So too the Oxford English Dictionary was. As one of the most trusted sources when it comes to lexicon and vocabulary and language, Oxford picks every time its Word of the Year. In its choosing, Oxford makes sure to pick a word that “reflect the ethos, mood, or preoccupations of that particular year and to have lasting potential as a word of cultural significance.’ The selections of the past many years has indeed been in sync with its judgements. As words like selfie and toxic and climate emergency and sudoku have in the preceding time gained centerstage in the Oxford listing, going as well to be indeed lasting words in common global vocabulary, every year uptill now have unfailingly presented us with a term that had defined it in its twelve months. Come 2020 however and even the prestigious Oxford English Dictionary could not keep track with its record as it failed to come up with a singular word that would have currently gauged the many moods of the year that was meant to be.

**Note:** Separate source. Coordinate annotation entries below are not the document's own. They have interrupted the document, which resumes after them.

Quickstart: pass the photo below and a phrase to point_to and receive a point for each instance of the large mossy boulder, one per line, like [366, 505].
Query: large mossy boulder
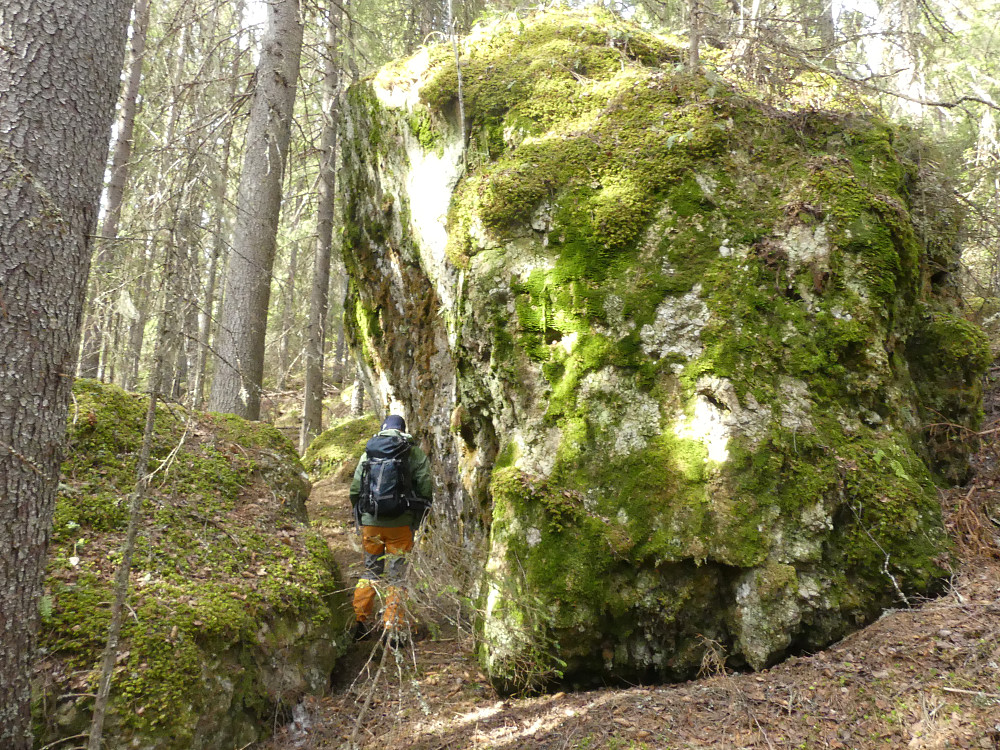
[236, 608]
[682, 351]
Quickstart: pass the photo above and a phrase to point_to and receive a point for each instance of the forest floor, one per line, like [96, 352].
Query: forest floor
[925, 677]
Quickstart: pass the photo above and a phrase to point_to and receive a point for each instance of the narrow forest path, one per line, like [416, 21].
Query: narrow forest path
[926, 677]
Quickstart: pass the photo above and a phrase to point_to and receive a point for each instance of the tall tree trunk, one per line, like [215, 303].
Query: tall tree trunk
[219, 243]
[319, 297]
[287, 316]
[52, 159]
[239, 366]
[95, 331]
[166, 322]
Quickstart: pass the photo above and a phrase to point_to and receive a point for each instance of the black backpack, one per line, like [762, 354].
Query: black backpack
[385, 477]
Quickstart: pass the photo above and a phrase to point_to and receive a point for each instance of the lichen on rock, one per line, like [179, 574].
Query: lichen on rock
[696, 343]
[236, 609]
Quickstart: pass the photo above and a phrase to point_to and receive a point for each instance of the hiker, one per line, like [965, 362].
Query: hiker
[391, 493]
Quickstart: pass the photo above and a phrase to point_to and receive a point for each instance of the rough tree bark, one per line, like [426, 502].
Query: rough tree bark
[122, 576]
[220, 186]
[97, 322]
[60, 64]
[239, 366]
[319, 297]
[287, 316]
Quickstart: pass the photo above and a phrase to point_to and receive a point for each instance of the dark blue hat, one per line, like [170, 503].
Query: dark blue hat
[394, 422]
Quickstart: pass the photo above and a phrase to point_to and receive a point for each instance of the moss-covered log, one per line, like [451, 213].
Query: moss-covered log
[682, 349]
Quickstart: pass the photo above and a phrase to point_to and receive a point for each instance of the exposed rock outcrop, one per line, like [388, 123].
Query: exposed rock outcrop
[237, 608]
[677, 350]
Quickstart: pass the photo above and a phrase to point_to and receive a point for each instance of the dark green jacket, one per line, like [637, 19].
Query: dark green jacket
[420, 480]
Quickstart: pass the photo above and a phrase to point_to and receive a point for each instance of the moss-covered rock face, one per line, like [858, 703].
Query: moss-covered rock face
[235, 610]
[684, 348]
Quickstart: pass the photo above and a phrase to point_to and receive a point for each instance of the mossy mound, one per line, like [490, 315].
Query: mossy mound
[703, 348]
[336, 451]
[236, 609]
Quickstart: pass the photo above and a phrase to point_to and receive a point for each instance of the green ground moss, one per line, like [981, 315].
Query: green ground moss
[338, 449]
[220, 554]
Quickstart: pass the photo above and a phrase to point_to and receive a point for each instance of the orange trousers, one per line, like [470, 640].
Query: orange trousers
[385, 559]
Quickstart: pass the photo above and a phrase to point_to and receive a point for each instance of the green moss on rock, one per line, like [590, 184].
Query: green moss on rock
[237, 604]
[336, 451]
[709, 336]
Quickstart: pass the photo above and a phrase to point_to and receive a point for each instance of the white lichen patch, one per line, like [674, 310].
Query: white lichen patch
[537, 447]
[624, 417]
[397, 87]
[707, 424]
[677, 327]
[716, 414]
[533, 537]
[795, 405]
[766, 614]
[807, 246]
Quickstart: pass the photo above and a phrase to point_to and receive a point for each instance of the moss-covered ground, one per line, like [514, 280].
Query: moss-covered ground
[336, 451]
[227, 575]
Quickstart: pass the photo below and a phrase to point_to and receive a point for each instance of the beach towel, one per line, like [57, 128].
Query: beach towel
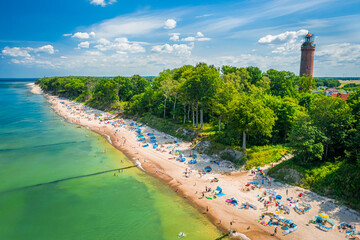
[220, 194]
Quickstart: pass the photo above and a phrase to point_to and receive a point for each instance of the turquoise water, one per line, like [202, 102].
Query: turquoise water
[47, 192]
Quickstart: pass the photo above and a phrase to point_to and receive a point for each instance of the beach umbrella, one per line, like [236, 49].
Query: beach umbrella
[324, 215]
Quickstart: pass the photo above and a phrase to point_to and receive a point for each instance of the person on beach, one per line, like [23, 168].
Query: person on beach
[275, 231]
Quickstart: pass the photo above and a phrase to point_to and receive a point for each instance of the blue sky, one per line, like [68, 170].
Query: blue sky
[114, 37]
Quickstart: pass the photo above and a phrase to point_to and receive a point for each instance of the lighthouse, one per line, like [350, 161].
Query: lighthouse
[307, 56]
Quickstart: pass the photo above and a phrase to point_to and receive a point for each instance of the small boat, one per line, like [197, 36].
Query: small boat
[181, 235]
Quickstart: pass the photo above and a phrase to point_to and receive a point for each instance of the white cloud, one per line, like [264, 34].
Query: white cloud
[170, 24]
[25, 52]
[46, 49]
[179, 49]
[93, 53]
[15, 52]
[188, 39]
[102, 3]
[284, 43]
[125, 26]
[83, 35]
[199, 34]
[288, 36]
[119, 44]
[203, 39]
[174, 37]
[199, 37]
[85, 44]
[340, 53]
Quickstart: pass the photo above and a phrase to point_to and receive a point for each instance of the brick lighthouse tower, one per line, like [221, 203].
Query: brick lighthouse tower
[307, 56]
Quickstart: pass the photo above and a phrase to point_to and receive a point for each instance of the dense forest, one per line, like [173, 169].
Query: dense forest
[243, 108]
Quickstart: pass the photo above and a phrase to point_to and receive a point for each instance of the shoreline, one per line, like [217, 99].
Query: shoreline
[171, 172]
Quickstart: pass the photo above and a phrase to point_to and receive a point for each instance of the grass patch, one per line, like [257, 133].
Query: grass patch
[339, 180]
[168, 127]
[261, 156]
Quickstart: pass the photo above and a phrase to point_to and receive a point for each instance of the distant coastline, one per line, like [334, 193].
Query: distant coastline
[163, 166]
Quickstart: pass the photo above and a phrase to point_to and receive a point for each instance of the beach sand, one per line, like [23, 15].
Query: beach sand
[162, 165]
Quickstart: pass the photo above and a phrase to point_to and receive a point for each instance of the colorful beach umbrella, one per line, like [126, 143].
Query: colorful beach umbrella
[323, 215]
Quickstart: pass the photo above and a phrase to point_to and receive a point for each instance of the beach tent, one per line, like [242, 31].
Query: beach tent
[181, 159]
[270, 192]
[283, 208]
[232, 201]
[353, 234]
[324, 222]
[219, 192]
[346, 227]
[192, 161]
[247, 206]
[302, 207]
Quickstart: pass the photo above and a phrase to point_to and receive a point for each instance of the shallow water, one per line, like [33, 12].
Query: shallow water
[47, 192]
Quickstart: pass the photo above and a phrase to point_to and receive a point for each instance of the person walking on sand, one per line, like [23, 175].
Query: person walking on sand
[275, 231]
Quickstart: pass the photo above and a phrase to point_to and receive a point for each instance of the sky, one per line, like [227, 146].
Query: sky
[114, 37]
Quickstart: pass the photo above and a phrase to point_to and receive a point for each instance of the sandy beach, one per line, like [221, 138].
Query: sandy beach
[191, 182]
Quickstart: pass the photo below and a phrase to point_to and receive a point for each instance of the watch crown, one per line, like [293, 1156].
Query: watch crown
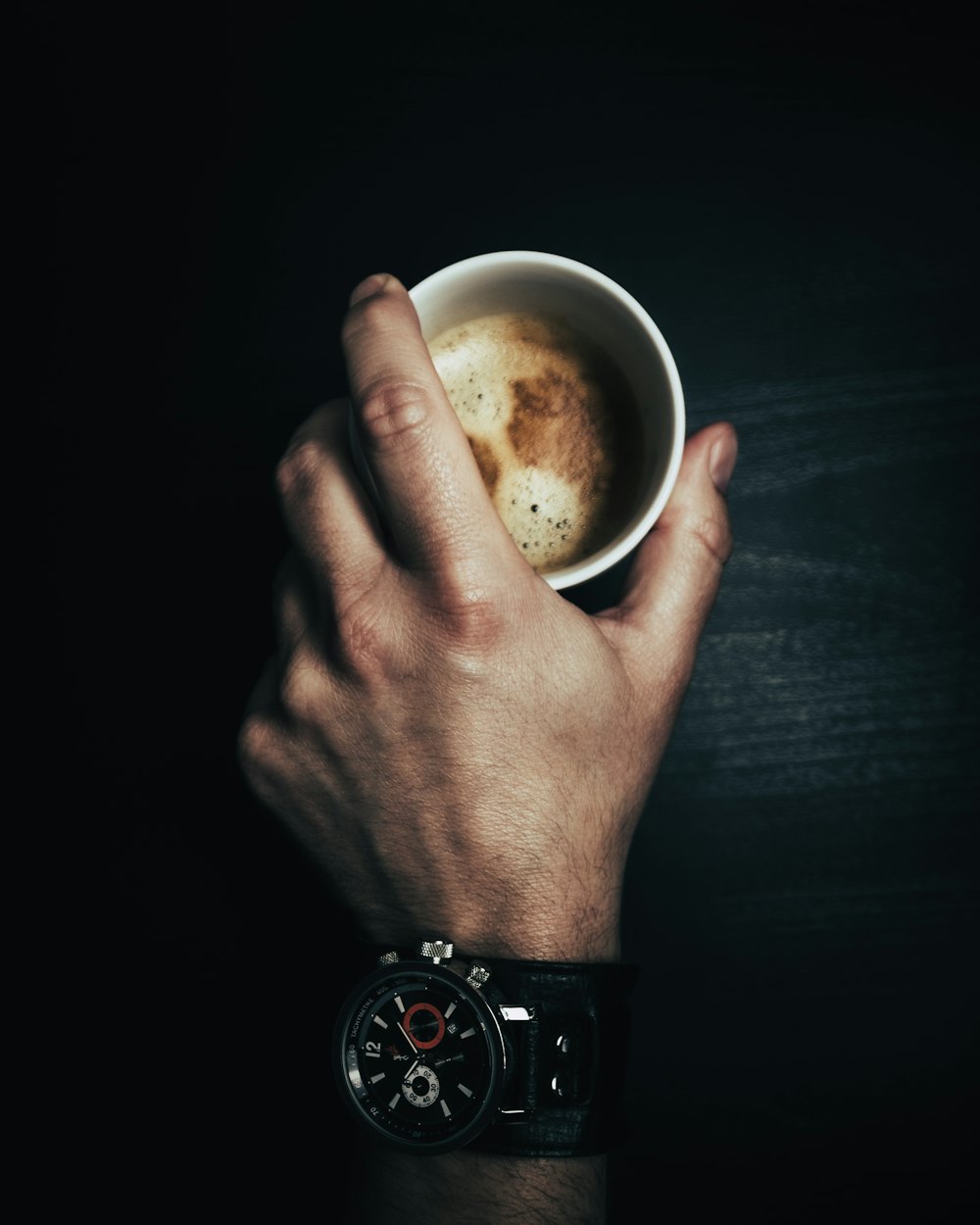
[437, 950]
[478, 975]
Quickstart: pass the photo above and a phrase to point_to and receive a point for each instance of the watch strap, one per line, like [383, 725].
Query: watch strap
[568, 1056]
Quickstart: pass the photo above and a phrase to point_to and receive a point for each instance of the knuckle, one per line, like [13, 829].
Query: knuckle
[298, 470]
[469, 615]
[361, 638]
[302, 689]
[255, 746]
[395, 413]
[711, 535]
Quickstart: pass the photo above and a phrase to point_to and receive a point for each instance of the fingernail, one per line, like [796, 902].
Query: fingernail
[372, 284]
[721, 461]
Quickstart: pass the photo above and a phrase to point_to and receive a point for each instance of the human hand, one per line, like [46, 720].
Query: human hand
[461, 749]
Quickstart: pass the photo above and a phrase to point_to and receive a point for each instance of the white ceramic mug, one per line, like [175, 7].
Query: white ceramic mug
[612, 318]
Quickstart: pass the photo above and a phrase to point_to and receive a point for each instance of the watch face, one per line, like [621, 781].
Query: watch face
[420, 1056]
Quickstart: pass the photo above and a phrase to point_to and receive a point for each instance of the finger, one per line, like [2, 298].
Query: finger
[327, 513]
[674, 579]
[431, 495]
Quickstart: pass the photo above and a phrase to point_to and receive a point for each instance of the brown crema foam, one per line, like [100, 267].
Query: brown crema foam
[554, 427]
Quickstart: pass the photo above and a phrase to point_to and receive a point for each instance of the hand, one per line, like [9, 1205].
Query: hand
[465, 751]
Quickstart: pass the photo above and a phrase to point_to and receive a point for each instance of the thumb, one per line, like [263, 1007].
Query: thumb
[674, 579]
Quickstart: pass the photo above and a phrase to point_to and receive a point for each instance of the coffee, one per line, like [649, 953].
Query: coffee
[554, 427]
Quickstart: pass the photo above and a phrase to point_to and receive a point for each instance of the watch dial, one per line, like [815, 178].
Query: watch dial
[422, 1057]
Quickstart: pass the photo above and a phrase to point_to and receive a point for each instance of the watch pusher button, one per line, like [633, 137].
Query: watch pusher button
[478, 975]
[437, 950]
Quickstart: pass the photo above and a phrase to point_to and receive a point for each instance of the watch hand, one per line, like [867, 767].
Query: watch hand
[405, 1032]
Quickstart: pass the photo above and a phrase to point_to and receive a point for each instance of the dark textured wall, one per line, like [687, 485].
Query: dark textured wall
[795, 204]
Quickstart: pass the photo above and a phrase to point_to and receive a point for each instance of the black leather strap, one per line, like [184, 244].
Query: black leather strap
[567, 1061]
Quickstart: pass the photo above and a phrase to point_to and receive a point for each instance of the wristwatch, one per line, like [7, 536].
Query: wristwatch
[525, 1058]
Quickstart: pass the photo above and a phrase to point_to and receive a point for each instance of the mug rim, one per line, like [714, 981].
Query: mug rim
[612, 553]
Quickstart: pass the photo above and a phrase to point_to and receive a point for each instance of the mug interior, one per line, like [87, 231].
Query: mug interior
[601, 309]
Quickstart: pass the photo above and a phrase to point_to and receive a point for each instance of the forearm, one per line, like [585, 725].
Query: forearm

Instead this time it is a volley of words that have found entry into the Oxford list, equivalent perhaps to the volley of issues that have characterised the whole of 2020. And no prizes for guessing that the many words of the year are invariably a stemming from the coronavirus pandemic that has defined the most of this year, if not its entirety. So while terms like coronavirus and COVID 19 definitely made the list as expected, so too did other such concepts related to the ongoing crisis. From covidiot and anti masker and anti vaxxer to community transmission and pandemic and PPE and lockdown that concerns directly the outbreak to such terms like social distancing and anthropause and flatten the curve, doomscrolling and Blursday and superspreader, infodemic and zoombombing and workation, all have gained new found milieu in 2020. Scientific terms undoubtedly have penetrated social vocabulary in a way never before witnessed and so have such terms that concerns the workspace that have been translated into distant zones where utterings of unmute and remote rules large in interpretations that are diversive from the traditional notions of them. Even older terms have seen reemergence with new connotations as in BC that which now refers to Before Coronavirus!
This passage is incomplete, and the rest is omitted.